Fifteen years ago I was on the phone with my then boyfriend, when he said, “Hold on, I think the boiler just exploded,” and put the phone down. After a few moments, he picked up again. “I gotta go. There’s body parts and plane parts all over. I gotta go.” I was still saying What they hell are you talking about when the phone went dead. He worked at the Marriott Hotel opposite the World Trade Center and it was early and the story hadn’t hit the news yet.
Then we heard. And it still didn’t make sense.
Then we heard that a plane had crashed at the Pentagon, and I didn’t believe it.
When the towers started coming down, crumbling, and imploding everyone started leaving work. Everyone in the whole city was leaving work and going home or leaving their homes and going somewhere else. Everyone was just leaving. People had barely started their day when they left.
Except me. I stayed. I didn’t want to be on the streets with thousands of frightened people. I didn’t want to be trapped underground, crushed in a subway car filled with people who were panicking. I stayed and listened to and watched to report sand videos online, all day. I sat in an empty office for seven or eight hours and when I finally walked out at 5:30 pm I walked out into an empty city.
I walked across midtown Manhattan via 34th Street, up Broadway through Times Square, into Hells Kitchen. Like an abandoned movie set of NYC, traffic lights still blinked red, yellow, and green; walk or don’t walk. And there were no cars to care. The light of neon signs already starting to be obscured by ash. I don’t remember seeing anyone on the street at all, although I’m sure were a few.

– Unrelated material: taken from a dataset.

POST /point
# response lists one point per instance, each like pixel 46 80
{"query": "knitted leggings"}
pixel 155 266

I walked until I got to the west side men’s shelter where I had a speaking commitment for the 12-step group I was in. It had never occurred to me not to go – I had nowhere else TO go. Here was a room full of men waiting to welcome me, to listen to my experience and hope and my fears, and then to share theirs. And I did, and they did, and I don’t think we talked about the attack at all, we talked about ourselves because no matter what was happening we all wanted to keep whatever sobriety we had. We held hands and I walked out into the empty streets and down into the now empty subway and rode home.